Les années du silence
L’eau ruisselait sur sa peau blanche, rencontrant quelques fois des larmes fraîches. La chaleur accompagnant la cascade artificielle lui fit un bien fou, détendant ses muscles avec lenteur et bien-être. Miki balança ses longs cheveux mouillés dans son dos, dessinant la pointe parfaite de son dégradé. Elle ferma le conduit d’eau, s’empara d’une serviette qu’elle enroula autour de son corps avant de se déplacer dans l’espace de la salle de bain, gagnant le lavabo. Elle scruta son reflet dans le miroir qui lui faisait face, notant les rougeurs de ses pommettes, dues à la chaleur de l’eau mais aussi au torrent de larmes qui l’avait emportée plus tôt. Elle soupira, saisit une serviette pour les cheveux et les tapota légèrement pour ne pas les casser. Ils étaient si fins qu’ils devenaient fragiles au moindre contact brusque.
Elle avança sur la pointe de ses pieds nus dans l’appartement, tourna dans une pièce et vit son mari qui l’attendait, prêt à aller se laver lui aussi. Sachant que malgré sa vue manquante, ses autres sens fonctionnaient parfaitement bien et que son intuition était en béton, elle tenta tant bien que mal de garder la tête haute afin de lui montrer que tout allait bien. Elle marcha lentement vers le lit où était assis Falcon, sans faire le moindre mouvement.
- Tu n’as pas besoin de cacher tes failles avec moi, tu sais, dit-il.
La jeune femme s’arrêta net dans ses pas, examina attentivement le visage concerné de son époux puis alla prendre place à ses côtés, se laissant tomber sur le matelas sans ménagement. Les épaules affaissées, elle déclara forfait face à lui, se doutant qu’il était décidément impossible de lui cacher quoi que ce soit.
- Je ne me cache pas…
- Ton aura vacille encore.
- Ça ne veut pas dire grand-chose, peut-être que je suis juste fatiguée.

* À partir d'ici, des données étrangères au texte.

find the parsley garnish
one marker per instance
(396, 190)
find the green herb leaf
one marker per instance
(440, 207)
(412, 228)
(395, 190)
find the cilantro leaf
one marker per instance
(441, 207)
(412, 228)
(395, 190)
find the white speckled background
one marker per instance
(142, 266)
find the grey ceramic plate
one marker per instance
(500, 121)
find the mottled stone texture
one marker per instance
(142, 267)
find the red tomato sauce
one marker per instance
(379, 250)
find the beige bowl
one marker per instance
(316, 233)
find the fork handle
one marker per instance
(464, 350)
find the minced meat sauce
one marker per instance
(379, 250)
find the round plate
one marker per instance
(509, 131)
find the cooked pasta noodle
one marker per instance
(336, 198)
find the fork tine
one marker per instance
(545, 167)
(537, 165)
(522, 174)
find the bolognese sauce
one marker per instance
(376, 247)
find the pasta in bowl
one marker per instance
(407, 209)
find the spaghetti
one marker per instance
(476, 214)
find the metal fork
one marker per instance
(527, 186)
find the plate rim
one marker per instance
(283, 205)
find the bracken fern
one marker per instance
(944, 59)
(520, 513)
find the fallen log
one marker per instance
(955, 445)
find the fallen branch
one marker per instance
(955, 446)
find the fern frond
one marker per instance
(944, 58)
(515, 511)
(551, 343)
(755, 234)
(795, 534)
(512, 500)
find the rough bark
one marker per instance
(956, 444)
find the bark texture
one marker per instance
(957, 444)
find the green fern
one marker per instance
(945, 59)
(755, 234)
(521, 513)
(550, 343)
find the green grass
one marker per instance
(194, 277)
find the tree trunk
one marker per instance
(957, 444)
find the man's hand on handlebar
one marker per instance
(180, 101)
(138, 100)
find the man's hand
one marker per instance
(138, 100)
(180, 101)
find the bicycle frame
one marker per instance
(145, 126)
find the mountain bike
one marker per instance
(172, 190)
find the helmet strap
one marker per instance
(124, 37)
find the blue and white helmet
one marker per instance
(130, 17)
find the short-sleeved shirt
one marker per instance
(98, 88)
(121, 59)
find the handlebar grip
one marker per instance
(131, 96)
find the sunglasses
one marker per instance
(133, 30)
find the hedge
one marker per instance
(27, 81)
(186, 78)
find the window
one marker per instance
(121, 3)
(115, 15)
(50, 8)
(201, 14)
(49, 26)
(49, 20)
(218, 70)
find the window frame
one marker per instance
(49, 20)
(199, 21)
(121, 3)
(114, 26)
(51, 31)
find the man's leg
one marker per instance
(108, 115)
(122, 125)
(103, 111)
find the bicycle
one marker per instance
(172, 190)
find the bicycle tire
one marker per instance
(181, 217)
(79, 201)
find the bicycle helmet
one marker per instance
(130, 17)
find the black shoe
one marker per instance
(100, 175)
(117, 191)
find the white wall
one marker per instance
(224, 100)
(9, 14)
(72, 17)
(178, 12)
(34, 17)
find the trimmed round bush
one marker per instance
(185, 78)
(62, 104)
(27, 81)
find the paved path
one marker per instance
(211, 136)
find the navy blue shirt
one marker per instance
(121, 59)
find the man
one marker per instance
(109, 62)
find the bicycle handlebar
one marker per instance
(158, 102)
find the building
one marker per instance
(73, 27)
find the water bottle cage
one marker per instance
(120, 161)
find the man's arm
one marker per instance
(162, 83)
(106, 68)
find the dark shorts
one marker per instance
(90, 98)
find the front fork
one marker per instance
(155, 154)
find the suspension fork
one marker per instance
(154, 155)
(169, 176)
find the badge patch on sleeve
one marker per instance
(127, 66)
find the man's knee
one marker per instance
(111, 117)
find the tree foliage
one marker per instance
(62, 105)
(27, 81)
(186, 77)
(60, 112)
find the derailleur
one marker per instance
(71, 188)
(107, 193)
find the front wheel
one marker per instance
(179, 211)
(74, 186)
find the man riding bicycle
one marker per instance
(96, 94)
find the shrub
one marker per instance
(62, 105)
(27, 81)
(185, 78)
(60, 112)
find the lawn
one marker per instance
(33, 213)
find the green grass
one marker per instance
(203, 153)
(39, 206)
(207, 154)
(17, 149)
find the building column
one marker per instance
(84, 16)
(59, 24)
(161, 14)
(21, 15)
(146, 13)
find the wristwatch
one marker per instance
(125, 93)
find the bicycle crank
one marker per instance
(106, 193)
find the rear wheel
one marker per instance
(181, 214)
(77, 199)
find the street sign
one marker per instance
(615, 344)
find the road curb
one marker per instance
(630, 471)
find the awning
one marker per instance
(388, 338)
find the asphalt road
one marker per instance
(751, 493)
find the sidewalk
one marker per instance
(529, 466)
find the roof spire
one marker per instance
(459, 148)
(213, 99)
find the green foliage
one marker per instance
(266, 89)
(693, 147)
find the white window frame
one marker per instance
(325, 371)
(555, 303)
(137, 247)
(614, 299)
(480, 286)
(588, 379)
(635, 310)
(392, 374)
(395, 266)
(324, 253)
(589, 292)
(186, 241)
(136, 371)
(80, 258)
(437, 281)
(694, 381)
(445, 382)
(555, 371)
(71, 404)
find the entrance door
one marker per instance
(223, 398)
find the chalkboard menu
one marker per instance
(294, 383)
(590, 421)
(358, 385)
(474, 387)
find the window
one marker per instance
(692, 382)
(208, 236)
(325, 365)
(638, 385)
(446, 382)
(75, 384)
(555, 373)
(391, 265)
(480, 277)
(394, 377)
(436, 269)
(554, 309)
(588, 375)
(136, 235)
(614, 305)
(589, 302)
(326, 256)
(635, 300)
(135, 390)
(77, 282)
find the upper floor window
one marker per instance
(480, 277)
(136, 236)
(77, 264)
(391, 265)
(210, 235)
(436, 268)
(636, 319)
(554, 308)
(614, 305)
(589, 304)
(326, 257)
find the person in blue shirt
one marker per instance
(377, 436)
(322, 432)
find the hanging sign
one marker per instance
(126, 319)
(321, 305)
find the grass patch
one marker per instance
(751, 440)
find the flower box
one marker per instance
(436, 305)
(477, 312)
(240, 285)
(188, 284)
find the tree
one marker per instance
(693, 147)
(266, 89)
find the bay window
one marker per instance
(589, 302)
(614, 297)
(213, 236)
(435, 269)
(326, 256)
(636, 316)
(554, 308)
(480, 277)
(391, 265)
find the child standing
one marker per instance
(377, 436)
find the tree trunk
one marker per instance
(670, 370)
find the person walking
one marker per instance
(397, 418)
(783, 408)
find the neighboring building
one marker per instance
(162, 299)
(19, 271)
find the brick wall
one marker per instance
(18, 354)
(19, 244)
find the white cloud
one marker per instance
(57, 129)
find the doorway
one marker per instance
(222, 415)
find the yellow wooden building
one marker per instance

- Je ne suis peut-être pas comme la petite Sara, mais je te connais comme si je t’avais faite.
Miki dut chercher au plus profond de sa mémoire qui était Sara. Elle avait rencontré tellement de monde grâce aux deux zigotos de City Hunter qu’elle ne savait plus très bien de qui Falcon parlait. Pourtant, des enfants il n’y en avait pas eu beaucoup. Son index posé contre ses lèvres, elle réfléchissait activement lorsqu’une image lui revint à l’esprit. Elle s’exprima, incertaine :
- Sara… C’est bien la petite qui pouvait voir dans le cœur de Saeba, non ?
- Exactement, et c’était aussi la première fois que je travaillais au café avec toi, le jour où nous l’avons rencontrée.
Les joues et les oreilles du colosse commençaient à le brûler, gêné de reconnaître qu’il avait imprimé autant de détails dans sa mémoire. Il n’était pas du genre à oublier les choses, bien au contraire. Il restait néanmoins discret quant à cette faculté, préférant rester dans le silence plutôt que d’admettre cela. Miki laissa tomber sa tête sur son épaule musclée, épuisée d’avoir trop pleuré. Pourtant, elle se redressa puis se mot debout sur ses deux pieds avant de s’étirer les bras et le dos.
- Bon, tu devrais aller prendre ta douche, toi aussi. On a encore quelques années de ma vie à parcourir avant de dormir.
- Tu as raison, j’y vais tout de suite. Je ne serai pas long.
- Oh ! Mais prends tout le temps qu’il te faut, ne t’inquiète pas.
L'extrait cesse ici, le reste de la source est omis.